Image of Robert Poulet : «La vie aventureuse et farfelue d'André Malraux», «Le spectacle du monde», juillet 1971, n° 112, p. 62-67.

Robert Poulet : «La vie aventureuse et farfelue d'André Malraux», «Le spectacle du monde», juillet 1971, n° 112, p. 62-67.

Le temple, caché dans la forêt se nommait Banteay Srei, ce qui signifie forteresse de la pucelle. Les cavaliers s'en approchèrent à grand-peine, précédés d'un vieil indigène qui traçait le chemin au coupe-coupe.

Après un rapide examen des lieux, le jeune homme choisit sept figures de pierre appartenant à un bas-relief, et les dégagea patiemment à l'aide d'une scie à métaux. Les blocs, enveloppés de couvertures, furent attachés à la selle des chevaux. Et le trio reprit la direction d'Angkor, où les sculptures dérobées furent enfouies dans des caisses.

André et Clara Malraux avaient réalisé leur grand dessein…

«Nous irons dans quelque petit temple du Cambodge, nous enlèverons quelques statues, nous les vendrons en Amérique, ce qui nous permettra ensuite de vivre tranquilles pendant deux ou trois ans».

C'est ce qu'André avait expliqué à sa femme. Jeunes mariés, ils avaient insouciamment voyagé, séjourné dans des hôtels de luxe, spéculé sans succès à la Bourse. La fortune de Clara s'était dissipée en fumée. «Qu'allons-nous faire maintenant ?», avait-elle demandé. Et son mari de répliquer : «Vous ne croyez tout de même pas que je vais travailler !»

Ainsi était né le projet cambodgien. Le futur auteur de La Voie royale entendait ne pas se fatiguer, mais il ne manquait pas d'idées.

Celle-là fut financée par des amis, grâce à un coup de bluff dont se chargea Clara.

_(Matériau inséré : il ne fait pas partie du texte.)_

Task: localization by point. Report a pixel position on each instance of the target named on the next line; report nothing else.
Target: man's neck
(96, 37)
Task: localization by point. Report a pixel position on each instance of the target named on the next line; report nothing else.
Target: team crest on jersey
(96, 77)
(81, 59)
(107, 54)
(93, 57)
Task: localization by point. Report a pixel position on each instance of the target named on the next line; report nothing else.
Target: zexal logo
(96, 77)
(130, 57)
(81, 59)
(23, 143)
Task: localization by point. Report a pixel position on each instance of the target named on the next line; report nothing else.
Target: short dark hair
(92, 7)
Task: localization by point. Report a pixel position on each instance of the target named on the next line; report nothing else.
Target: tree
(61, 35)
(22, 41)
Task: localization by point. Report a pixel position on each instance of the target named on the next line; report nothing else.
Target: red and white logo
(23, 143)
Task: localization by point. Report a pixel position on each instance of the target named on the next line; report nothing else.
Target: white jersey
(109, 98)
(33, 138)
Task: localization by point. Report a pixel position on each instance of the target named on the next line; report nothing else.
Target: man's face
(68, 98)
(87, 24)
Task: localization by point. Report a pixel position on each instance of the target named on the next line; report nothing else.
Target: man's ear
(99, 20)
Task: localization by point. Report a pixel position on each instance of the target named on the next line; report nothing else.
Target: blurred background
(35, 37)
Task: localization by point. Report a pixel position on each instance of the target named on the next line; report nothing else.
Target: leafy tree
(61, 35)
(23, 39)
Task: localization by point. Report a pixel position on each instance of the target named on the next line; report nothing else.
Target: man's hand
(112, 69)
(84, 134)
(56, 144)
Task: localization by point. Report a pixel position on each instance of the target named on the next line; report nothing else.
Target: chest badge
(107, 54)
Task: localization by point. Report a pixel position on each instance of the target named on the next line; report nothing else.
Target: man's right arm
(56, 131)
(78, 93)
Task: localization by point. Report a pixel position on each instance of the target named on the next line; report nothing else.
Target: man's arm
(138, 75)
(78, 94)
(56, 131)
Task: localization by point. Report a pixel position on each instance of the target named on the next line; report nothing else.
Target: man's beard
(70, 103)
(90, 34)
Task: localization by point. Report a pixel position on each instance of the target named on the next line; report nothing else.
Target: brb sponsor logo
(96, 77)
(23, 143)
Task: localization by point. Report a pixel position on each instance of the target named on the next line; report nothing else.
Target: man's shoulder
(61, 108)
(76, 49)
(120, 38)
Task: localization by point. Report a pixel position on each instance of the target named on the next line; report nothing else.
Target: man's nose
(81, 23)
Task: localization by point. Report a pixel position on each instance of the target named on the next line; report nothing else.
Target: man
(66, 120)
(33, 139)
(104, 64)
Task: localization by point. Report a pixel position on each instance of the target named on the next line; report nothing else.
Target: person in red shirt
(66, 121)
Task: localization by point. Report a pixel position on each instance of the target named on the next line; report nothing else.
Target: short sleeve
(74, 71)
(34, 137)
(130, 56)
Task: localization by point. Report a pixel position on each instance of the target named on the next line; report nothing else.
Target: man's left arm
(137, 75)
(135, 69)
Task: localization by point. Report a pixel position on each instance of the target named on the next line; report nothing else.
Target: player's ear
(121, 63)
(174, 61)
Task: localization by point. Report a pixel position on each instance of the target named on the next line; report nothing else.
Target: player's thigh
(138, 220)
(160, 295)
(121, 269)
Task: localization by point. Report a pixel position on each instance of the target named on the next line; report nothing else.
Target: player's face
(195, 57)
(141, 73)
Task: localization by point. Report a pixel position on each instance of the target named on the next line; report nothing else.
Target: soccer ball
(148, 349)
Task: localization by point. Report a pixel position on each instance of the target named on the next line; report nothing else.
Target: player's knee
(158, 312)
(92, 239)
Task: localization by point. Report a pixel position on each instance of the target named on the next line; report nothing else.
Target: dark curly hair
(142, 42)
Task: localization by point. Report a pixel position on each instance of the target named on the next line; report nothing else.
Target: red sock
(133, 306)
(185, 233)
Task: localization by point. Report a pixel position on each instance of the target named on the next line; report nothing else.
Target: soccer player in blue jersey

Le couple était accompagné à travers la jungle par un certain Louis Chevasson, qu'André avait connu à l'école laïque de Bondy. Ils se retrouvèrent en Correctionnelle; car l'Administration française, alertée, intercepta l'expédition, saisit les apsaras subtilisées, et engagea des poursuites contre les explorateurs-chapardeurs.